I wrote this function for it:

function get_path_list(bfs_parents)
c = length(bfs_parents)
l = Int[]
while c != 1
push!(l, c)
c = bfs_parents[c]
end
return reverse!(l)
end

In our case it is:

[2, 12, 23, 24, 25, 36, 47, 48, 59, 60, 70, 80]

It never starts with a 1 due to my while loop break but you can read it as we start at the top left corner. Then go one right to the d of driftwood which means we delete that d. Then we go down (a plus of 10 in our case as driftwood has 9 chars). Then diagonally (a plus of 11) and so on.

# Show a visual diff

The last step that we need to do is now to make this path readable as I tried in my last sentence 😄 but hopefully more visually pleasing. For this I installed Crayons.jl. First I wanted to have tuples which contain whether we delete, insert or keep a char and then the char itself.

function get_insert_delete_tuples(path, old_word, new_word)
A = length(old_word)
tpls = Vector{Tuple{Symbol, Char}}()
last = 1
for p in path
lj, li = divrem(last-1, A+1)
j, i = divrem(p-1, A+1)
# deletion
if li+1 == i && j == lj
push!(tpls, (:delete, old_word[i]))
elseif  i == li && lj+1 == j
# insertion
push!(tpls, (:insert, new_word[j]))
else
push!(tpls, (:same, old_word[i]))
end

last = p
end
return tpls
end

Here we go along the path keep track of the last vertex we came from and convert that into two dimensional coordinates. Then we check whether we came from the left, top or diagonally.

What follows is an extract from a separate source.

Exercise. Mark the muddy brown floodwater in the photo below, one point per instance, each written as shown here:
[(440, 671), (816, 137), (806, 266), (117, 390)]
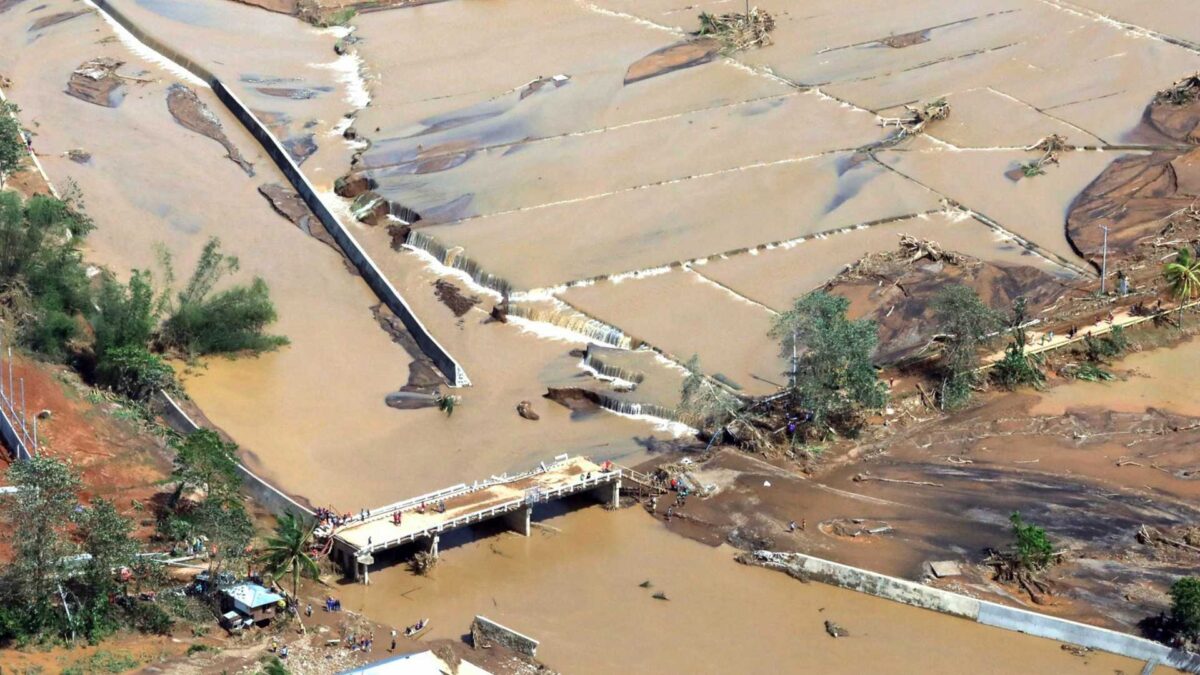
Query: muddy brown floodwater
[(1155, 382), (575, 585)]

My last function is to convert that to crayons:

function print_in_crayons(ins_del_tpls)
for tpl in ins_del_tpls
cray = Crayon(reset=true)
if tpl[1] == :delete
cray = Crayon(reset=true, strikethrough=true)
elseif tpl[1] == :insert
cray = Crayon(reset=true, foreground=:green)
end
print(cray, tpl[2])
end
println()
end

And in our word_diff method I've added:

path_list = get_path_list(bfs_result.parents)
ins_del_tpls = get_insert_delete_tuples(path_list, old_word, new_word)
print_in_crayons(ins_del_tpls)

For our example the output reads like:

dariftwoodrk

I totally agree that it isn't the easiest to read so I give you the task to improve the output here as well 😉

# Future possibilities

I think there are several options this could be improved:

• We would like to keep the whole "two" and then remove the second "o" from "wood" afterwards instead of deleting the first "o"

• Check this out for several lines.

• Do we have a line by line diff and one for each individual line?

It might be interesting to test this out for larger files then and do some benchmarks.